Because the first day passed without incident, we were surprised and totally unprepared for the rebellion which broke out on the morning of the second day. The prisoners removed their stocking caps, ripped off their numbers, and barricaded themselves inside the cells by putting their beds against the door. And now the problem was, what were we going to do about this rebellion? The guards were very much angered and frustrated because the prisoners also began to taunt and curse them. When the morning shift of guards came on, they became upset at the night shift who, they felt, must have been too lenient. The guards had to handle the rebellion themselves, and what they did was fascinating for the staff to behold.
At first they insisted that reinforcements be called in. The three guards who were waiting on stand-by call at home came in and the night shift of guards voluntarily remained on duty to bolster the morning shift. The guards met and decided to treat force with force.
They got a fire extinguisher which shot a stream of skin-chilling carbon dioxide, and they forced the prisoners away from the doors. (The fire extinguishers were present in compliance with the requirement by the Stanford Human Subjects Research Panel, which was concerned about potential fire threats).
The guards broke into each cell, stripped the prisoners naked, took the beds out, forced the ringleaders of the prisoner rebellion into solitary confinement, and generally began to harass and intimidate the prisoners.
The rebellion had been temporarily crushed, but now a new problem faced the guards. Sure, nine guards with clubs could put down a rebellion by nine prisoners, but you couldn't have nine guards on duty at all times. It's obvious that our prison budget could not support such a ratio of staff to inmates. So what were they going to do? One of the guards came up with a solution. "Let's use psychological tactics instead of physical ones." Psychological tactics amounted to setting up a privilege cell.
One of the three cells was designated as a "privilege cell." The three prisoners least involved in the rebellion were given special privileges. They got their uniforms back, got their beds back, and were allowed to wash and brush their teeth. The others were not. Privileged prisoners also got to eat special food in the presence of the other prisoners who had temporarily lost the privilege of eating. The effect was to break the solidarity among prisoners.
How do you think you would have behaved if you were a prisoner in this situation? Would you have rejected these privileges in order to maintain prisoner solidarity?
After half a day of this treatment, the guards then took some of these "good" prisoners and put them into the "bad" cells, and took some of the "bad" prisoners and put them into the "good" cell, thoroughly confusing all the prisoners. Some of the prisoners who were the ringleaders now thought that the prisoners from the privileged cell must be informers, and suddenly, the prisoners became distrustful of each other. Our ex-convict consultants later informed us that a similar tactic is used by real guards in real prisons to break prisoner alliances. For example, racism is used to pit Blacks, Chicanos, and Anglos against each other. In fact, in a real prison the greatest threat to any prisoner's life comes from fellow prisoners. By dividing and conquering in this way, guards promote aggression among inmates, thereby deflecting it from themselves.
The prisoners' rebellion also played an important role in producing greater solidarity among the guards. Now, suddenly, it was no longer just an experiment, no longer a simple simulation. Instead, the guards saw the prisoners as troublemakers who were out to get them, who might really cause them some harm. In response to this threat, the guards began stepping up their control, surveillance, and aggression.

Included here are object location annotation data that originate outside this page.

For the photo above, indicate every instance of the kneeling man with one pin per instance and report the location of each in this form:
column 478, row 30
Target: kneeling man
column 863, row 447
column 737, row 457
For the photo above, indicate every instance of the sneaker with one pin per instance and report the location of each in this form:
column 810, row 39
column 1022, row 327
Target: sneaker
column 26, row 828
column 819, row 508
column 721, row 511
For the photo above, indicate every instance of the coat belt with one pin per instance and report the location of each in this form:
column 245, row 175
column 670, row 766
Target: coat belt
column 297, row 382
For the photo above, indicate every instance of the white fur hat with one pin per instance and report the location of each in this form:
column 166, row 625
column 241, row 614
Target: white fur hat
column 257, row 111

Every aspect of the prisoners' behavior fell under the total and arbitrary control of the guards. Even going to the toilet became a privilege which a guard could grant or deny at his whim. Indeed, after the nightly 10:00 P.M. lights out "lock-up," prisoners were often forced to urinate or defecate in a bucket that was left in their cell. On occasion the guards would not allow prisoners to empty these buckets, and soon the prison began to smell of urine and feces – further adding to the degrading quality of the environment.
The guards were especially tough on the ringleader of the rebellion, Prisoner #5401. He was a heavy smoker, and they controlled him by regulating his opportunity to smoke. We later learned, while censoring the prisoners' mail, that he was a self-styled radical activist. He had volunteered in order to "expose" our study, which he mistakenly thought was an establishment tool to find ways to control student radicals. In fact, he had planned to sell the story to an underground newspaper when the experiment was over! However, even he fell so completely into the role of prisoner that he was proud to be elected leader of the Stanford County Jail Grievance Committee, as revealed in a letter to his girlfriend.
Most prisoners believed that the subjects selected to be guards were chosen because they were bigger than those who were made prisoners, but actually, there was no difference in the average height of the two groups. What do you think caused this misperception?